I believe that Nick wished to remind us that his own dribble is useless as the the AF p-values are fine while Nick's are way off.
If we should later learn that your p-values are not correct than we can likewise infer the rest of your dribble is useless?
"2. There is misleading story...that this means that Rindo is ineffective and the trial will fail..."
The author should have contacted an expert instead of just quoting an unnamed short trader. The chance of trial success if given the green light to proceed to completion after two interim looks can be quantified if you make assumptions about the true HR. We already know it is 95% if HR=0.79 as that is how the trial was designed. With that high of an HR, however, the odds of an early stop now for efficacy (as would happen if the these early patients performed much better than the full trial population) is quite low.
As best I can follow the theory, using efficacy estimates based on Ph. II data leads to the trial most likely continuing to the end, with an early stop next most likely, and a small, but non-zero chance of stopped for futility even if the full data set would show efficacy.
If I wanted to join the conspiracy folks here, it does almost look like we are being set up to believe the most likely announcement is very bad news when in fact it is not.
Tell that to Sampson etal
Immunologic escape after prolonged progression-free survival with epidermal growth factor receptor variant III peptide vaccination in patients with newly diagnosed glioblastoma
J Clin Oncol. 2010 Nov 1;28(31):4722-9
"There has been ZERO evidence of any recurrence or anyimmunologic escape."
I'm pretty sure at least a few patients progressed and some may have even died.
"$4 CVR if their new drug get approved by 2019"
It is actually more difficult than that.

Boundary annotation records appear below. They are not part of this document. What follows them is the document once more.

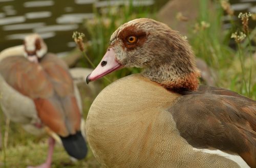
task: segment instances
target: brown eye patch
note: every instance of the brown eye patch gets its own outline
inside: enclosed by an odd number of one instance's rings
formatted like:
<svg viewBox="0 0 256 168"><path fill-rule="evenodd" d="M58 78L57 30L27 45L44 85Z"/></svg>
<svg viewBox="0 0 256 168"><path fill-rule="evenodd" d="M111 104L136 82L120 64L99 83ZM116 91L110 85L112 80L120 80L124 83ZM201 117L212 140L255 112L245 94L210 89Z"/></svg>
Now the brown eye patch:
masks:
<svg viewBox="0 0 256 168"><path fill-rule="evenodd" d="M122 30L118 38L122 40L124 48L131 50L141 46L147 40L147 34L136 26L131 25Z"/></svg>
<svg viewBox="0 0 256 168"><path fill-rule="evenodd" d="M35 48L36 50L39 50L41 49L41 43L40 42L40 40L37 39L35 42Z"/></svg>
<svg viewBox="0 0 256 168"><path fill-rule="evenodd" d="M135 43L137 42L137 37L134 36L128 37L127 42L130 44Z"/></svg>

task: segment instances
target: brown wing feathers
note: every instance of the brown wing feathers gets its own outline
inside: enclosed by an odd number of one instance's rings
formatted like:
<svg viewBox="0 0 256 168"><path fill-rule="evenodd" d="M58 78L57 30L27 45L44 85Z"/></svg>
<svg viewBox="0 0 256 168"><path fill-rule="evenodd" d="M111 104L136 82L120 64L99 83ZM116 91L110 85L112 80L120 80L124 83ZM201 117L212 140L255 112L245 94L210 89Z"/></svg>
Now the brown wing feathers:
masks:
<svg viewBox="0 0 256 168"><path fill-rule="evenodd" d="M215 87L187 94L168 109L181 135L195 148L238 153L256 167L256 101Z"/></svg>
<svg viewBox="0 0 256 168"><path fill-rule="evenodd" d="M39 65L12 57L1 61L0 72L9 85L34 100L42 122L56 133L66 136L80 130L72 77L62 61L48 54Z"/></svg>

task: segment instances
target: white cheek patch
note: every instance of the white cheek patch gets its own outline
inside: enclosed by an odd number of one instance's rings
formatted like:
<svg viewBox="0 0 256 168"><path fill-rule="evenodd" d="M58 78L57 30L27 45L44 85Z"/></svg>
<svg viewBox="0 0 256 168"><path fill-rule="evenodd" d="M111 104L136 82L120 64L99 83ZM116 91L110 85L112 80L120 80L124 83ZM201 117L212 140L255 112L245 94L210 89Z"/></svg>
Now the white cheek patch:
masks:
<svg viewBox="0 0 256 168"><path fill-rule="evenodd" d="M30 56L28 57L28 59L29 60L29 61L35 63L38 63L38 61L37 60L37 58L36 56Z"/></svg>
<svg viewBox="0 0 256 168"><path fill-rule="evenodd" d="M42 47L39 50L36 51L36 55L38 58L42 58L42 56L44 56L46 53L46 52L47 51L47 49L46 47Z"/></svg>
<svg viewBox="0 0 256 168"><path fill-rule="evenodd" d="M209 149L199 149L194 148L193 149L195 151L200 151L202 152L205 152L207 153L210 154L216 154L225 158L232 160L237 163L238 163L239 166L243 168L250 168L250 166L247 164L247 163L243 159L243 158L239 155L232 155L231 154L229 154L219 150L209 150Z"/></svg>

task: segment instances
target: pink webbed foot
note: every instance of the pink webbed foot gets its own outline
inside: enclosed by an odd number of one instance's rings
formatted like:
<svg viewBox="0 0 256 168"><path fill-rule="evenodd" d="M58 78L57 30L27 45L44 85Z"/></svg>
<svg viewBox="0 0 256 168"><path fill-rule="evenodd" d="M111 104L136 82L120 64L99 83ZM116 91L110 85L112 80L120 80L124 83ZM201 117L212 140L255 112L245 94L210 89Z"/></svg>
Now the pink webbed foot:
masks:
<svg viewBox="0 0 256 168"><path fill-rule="evenodd" d="M44 163L36 166L29 166L27 168L51 168L51 163Z"/></svg>

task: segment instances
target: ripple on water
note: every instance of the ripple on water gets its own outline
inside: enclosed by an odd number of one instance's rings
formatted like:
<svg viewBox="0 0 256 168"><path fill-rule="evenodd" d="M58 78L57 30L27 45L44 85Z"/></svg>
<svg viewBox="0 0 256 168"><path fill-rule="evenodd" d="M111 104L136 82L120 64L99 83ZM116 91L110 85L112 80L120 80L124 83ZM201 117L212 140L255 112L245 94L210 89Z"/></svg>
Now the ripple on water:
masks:
<svg viewBox="0 0 256 168"><path fill-rule="evenodd" d="M97 8L103 8L109 6L121 6L124 5L129 5L130 1L123 0L112 0L112 1L102 1L96 3L95 6ZM154 4L154 0L142 0L142 1L133 1L132 3L134 6L146 6L152 5Z"/></svg>
<svg viewBox="0 0 256 168"><path fill-rule="evenodd" d="M3 30L5 31L16 31L19 30L29 30L29 29L34 29L35 27L41 27L44 26L45 24L46 24L43 22L15 24L5 25L3 27Z"/></svg>
<svg viewBox="0 0 256 168"><path fill-rule="evenodd" d="M70 23L79 23L82 22L83 19L91 19L94 17L93 13L73 13L63 14L56 19L58 24Z"/></svg>
<svg viewBox="0 0 256 168"><path fill-rule="evenodd" d="M22 33L22 34L16 34L11 35L8 35L6 37L6 40L24 40L26 36L31 35L31 33ZM39 34L40 36L44 39L49 39L54 37L55 36L55 33L54 32L47 32L45 33Z"/></svg>
<svg viewBox="0 0 256 168"><path fill-rule="evenodd" d="M29 12L25 14L28 19L33 19L49 17L52 16L52 13L49 11L40 11L35 12Z"/></svg>
<svg viewBox="0 0 256 168"><path fill-rule="evenodd" d="M26 18L24 16L12 16L0 18L0 25L10 24L25 22Z"/></svg>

Needs to be approved WITHOUT a boxed warning or the FDA requiring a risk
evaluation strategy. No longer a slam dunk with those restrictions.
"such approval (a) must not require the inclusion of a “boxed warning” (as defined in 21 CFR § 201.57(c)(1)) in the product labeling, (b) must not require the implementation of a risk evaluation and mitigation strategy with elements to assure safe use required by the FDA under the authority granted to it in 21 U.S.C. § 355-1 other than one whose elements are limited to the distribution of educational materials and (c) must not be granted by the FDA under subpart E of the Federal Drug and Cosmetic Act (21 CFR § 601)."
"not an easy study to enroll"
Those are the relaxed standards that were put in place after the slow enrollment with the original requirements. The current requirements are not tough. A lot of competition for these patients in other trials, however.
game changer indeed.. No longer possible to grab cheap shares from "confused...and concerned..." retail investors.